Thursday, July 16, 2015

The “Will Power " of Water

During our Thursday evening sitting tonight, a question had been raised by one of the U of T students regarding how pain is treated in meditation practice. The Venerable mentioned three approaches, all of which resonated well with me. The first is to appreciate the pain, almost as though one were to embrace the pain rather than rejecting it. This is a tricky practice, since it involves letting go of the fear of pain that often overwhelms the meditation practitioner in the beginning of practice. Sometimes people refer to this practice as being ‘open’ or ‘curious’. In other words, it’s not just a neutral practice of holding something at bay or trying to emotionally disconnect from it (which would be a form of rejection in a way). I think it’s more like slowly opening up to the rawness or the tenderness of that pain, wanting to genuinely face it and understand its signals rather than trying to neutralize the experience or detach from  it.

The second approach mentioned by the Venerable is not to treat the pain as ‘my’ pain. For example, I might describe the sensation as something that is part of me: “I have this pain”, “there is a pain in my leg”, etc. This approach can be valuable in the way that I am no longer adding more pain to it by identifying with my own body. But this ‘dissociating’ is not the same as the dissociating I do with my intellect, when I find a pain uncomfortable.

The third approach was described by the Venerable as a kind of will power. By acknowledging that sitting with pain can create a greater sense of tolerance for that pain, the practitioner can learn to sit still in that pain with a sense of purpose and motivation. If I can learn to bear the discomfort of leg pain, I may later be able to have the strength to handle the greater discomforts of a major illness.

In principle, I think all these approaches work, but I find it useful to go back to the water analogy to understand what is happening. When I first started to meditate in longer group situations, my reaction to pain was often quite intense. I noticed how I regarded the pain as something that somehow should not be, and therefore needs to be rejected in order to embrace a truly ‘liberating’ experience. What I didn’t realize was that this desire for a liberating experience was where most of my suffering was.  It reflected a lack of intimate understanding of the pain itself, and a wish to push away from the body in order to achieve a realization of some kind. But what I couldn’t realize is that this pressure to desire something more created a tremendous fear of not realizing it. This took the form of anxiously trying to push away the pain or transform it into something else, much as an alchemist might transform lead into gold. Of course, it doesn’t quite work this way.

What I find most useful with the water analogy is that we don’t even need to reject our ‘rejections’. Everything is beheld as it is equally in mind. When I can understand that no experience is ever away from the mind, it is like realizing that the water pervades everything without obstacles. The true nature of mind is able to accommodate any experience, so it fluidly moves between viewpoints. The more I can understand this, the less I feel a need to change one ‘unfavorable’ experience into a very good experience. Each experience is complete into itself because it depends on something greater than everything.

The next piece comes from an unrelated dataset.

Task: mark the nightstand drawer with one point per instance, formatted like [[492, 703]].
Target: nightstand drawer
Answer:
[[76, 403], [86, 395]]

This sounds abstract, but one way to practice it is to understand that the thoughts are just parts of a fluid and dynamic experience. They are never to be confused with the true mind, which cannot be grasped as an object. It can only be somehow pointed to. The more I can grapple with that question of how true mind is approached, the less I take these solid-looking appearances to be real. So the will power of water is that it simply has no separate individual will controlling its experience.